The Anti-Phishing Working Group has released its Phishing Activity Trends Report for Q2, 2018. The report contains a summary and analysis of phishing attacks that were reported to APWG by its member companies and partners between April and June 2018.
The APWG quarterly reports provide insights into the latest phishing trends and show the extent of phishing attacks on businesses – Attacks aimed at getting employees to reveal their login credentials, visit malicious websites, and install malware and ransomware.
During Q1, 2018, the number of detected phishing sites increased each month from around 60,000 in January to approximately 110,000 in March. In Q2, there was a reverse of this trend with a monthly decline in phishing websites each month to a yearly low in June when there were 51,401 phishing sites detected. While this is certainly good news, June’s figures are still substantially higher than June 2017.
In addition to the decline in detected phishing sites there has also been a decline in the number of spoofed brands. 274 brands were spoofed in April, 285 were spoofed in May, but the figure fell dramatically to 227 spoofed brands in June.
In Q2, 2018 an average of 88,161 unique phishing email reports were sent to APWG by its customers. Throughout 2018 there has been little change in the number of reported phishing emails reported each month, with figures ranging between around 80,000 and 90,000 each month throughout the year.
APWG reports a significant increase in targeted attacks on software-as-a-service (SaaS) and webmail providers in Q2, 2018, which accounted for 21% of all phishing attacks. Cybercriminals are attempting to gain access to SaaS accounts, Office 365 for example, to steal sensitive corporate data. Webmail is a popular target because compromised email accounts can be used to send spam and further phishing messages.
While these attacks are on the rise, the majority of attacks are on payment processors, banks, and their customers. These attacks accounted for 52% of all phishing attacks in Q2, although there was a slight drop compared to Q1, 2018.

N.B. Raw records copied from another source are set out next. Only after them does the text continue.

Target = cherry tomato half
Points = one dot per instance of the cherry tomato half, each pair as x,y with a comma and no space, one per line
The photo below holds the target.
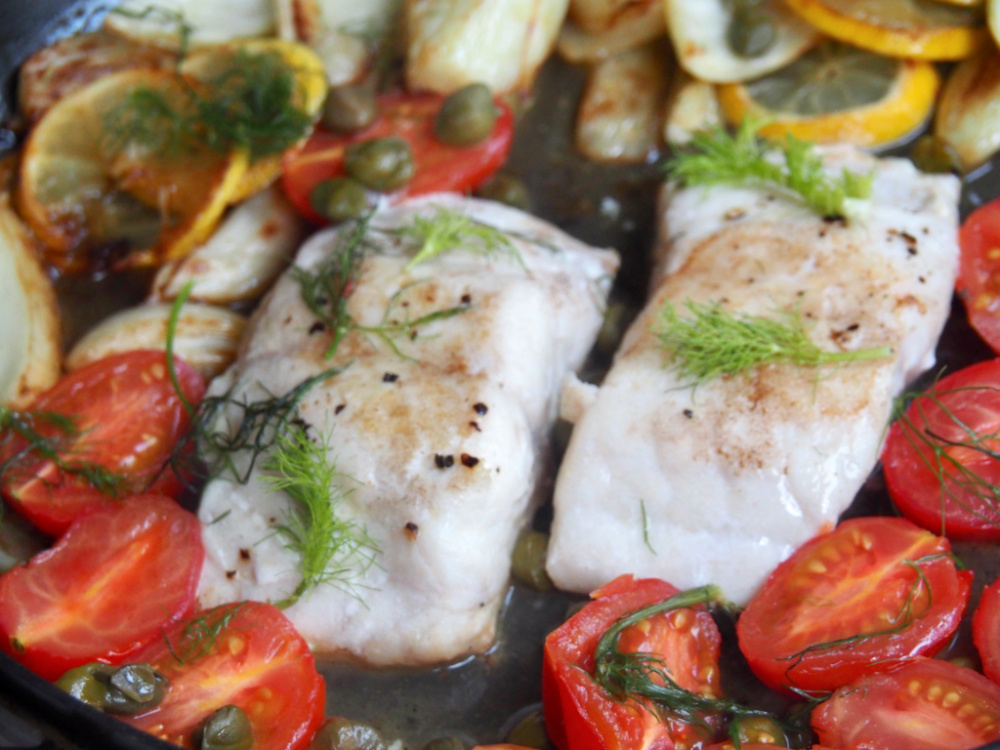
126,417
986,630
978,284
439,167
580,715
118,574
940,457
922,704
846,603
247,655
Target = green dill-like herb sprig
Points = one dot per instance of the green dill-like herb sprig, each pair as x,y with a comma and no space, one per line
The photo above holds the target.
200,633
717,157
644,679
326,289
447,230
56,446
958,482
252,104
716,342
332,550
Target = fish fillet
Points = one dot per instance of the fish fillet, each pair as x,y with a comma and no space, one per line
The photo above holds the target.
439,434
719,483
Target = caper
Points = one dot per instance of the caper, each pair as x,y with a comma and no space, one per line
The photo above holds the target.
466,117
530,732
339,199
137,686
751,30
505,188
932,154
89,683
227,729
349,108
343,734
528,560
445,743
383,164
125,690
760,729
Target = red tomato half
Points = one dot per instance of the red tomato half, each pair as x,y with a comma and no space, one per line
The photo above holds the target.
940,458
245,654
978,284
922,704
849,602
118,574
127,418
580,715
439,167
986,630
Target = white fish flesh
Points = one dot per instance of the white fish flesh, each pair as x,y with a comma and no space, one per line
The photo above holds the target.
439,443
719,483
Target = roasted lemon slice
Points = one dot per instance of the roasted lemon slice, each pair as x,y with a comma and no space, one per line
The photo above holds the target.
837,93
993,19
90,179
29,316
715,43
225,66
922,29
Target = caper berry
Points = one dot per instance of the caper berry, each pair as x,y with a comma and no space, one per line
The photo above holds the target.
348,109
466,117
932,154
751,31
528,560
760,729
339,199
227,729
530,732
343,734
124,690
382,164
445,743
505,188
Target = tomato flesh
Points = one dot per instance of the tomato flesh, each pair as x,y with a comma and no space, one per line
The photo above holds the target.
246,654
978,283
580,715
118,574
922,704
986,630
848,602
439,166
127,417
939,459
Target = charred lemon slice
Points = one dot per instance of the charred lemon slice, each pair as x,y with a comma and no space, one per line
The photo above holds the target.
103,169
922,29
837,93
288,83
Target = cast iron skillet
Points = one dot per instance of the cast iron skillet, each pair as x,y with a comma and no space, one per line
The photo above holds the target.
480,698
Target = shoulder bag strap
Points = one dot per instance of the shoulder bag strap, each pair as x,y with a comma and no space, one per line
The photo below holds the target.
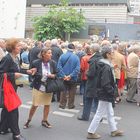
66,61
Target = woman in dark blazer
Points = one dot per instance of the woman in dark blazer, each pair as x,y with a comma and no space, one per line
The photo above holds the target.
46,68
10,65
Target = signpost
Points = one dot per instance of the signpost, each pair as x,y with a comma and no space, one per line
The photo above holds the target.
12,18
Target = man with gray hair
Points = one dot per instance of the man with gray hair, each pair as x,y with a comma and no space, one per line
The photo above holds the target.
132,73
56,53
90,93
2,48
105,85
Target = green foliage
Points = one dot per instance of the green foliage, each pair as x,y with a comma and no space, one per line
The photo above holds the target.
58,21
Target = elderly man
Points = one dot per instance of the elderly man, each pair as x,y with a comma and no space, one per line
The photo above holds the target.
68,69
118,60
90,93
132,73
2,49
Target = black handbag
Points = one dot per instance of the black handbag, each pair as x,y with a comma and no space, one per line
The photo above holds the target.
70,82
54,85
1,91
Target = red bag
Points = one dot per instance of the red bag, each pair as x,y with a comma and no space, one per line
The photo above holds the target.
11,99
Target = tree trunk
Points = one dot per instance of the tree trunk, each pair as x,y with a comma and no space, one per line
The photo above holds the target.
67,36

Figures from APWG contributor PhishLabs show the percentage of phishing sites that are protected by the HTTPS encryption protocol is continuing to rise, increasing from 33% of sites in Q1, 2018 to just over 35% of sites in Q2. That represents a considerable increase from Q4, 2016, when fewer than 5% of phishing sites used HTTPS and had SSL certificates. The rise mirrors the increase in genuine websites that now use HTTPS and have SSL certificates.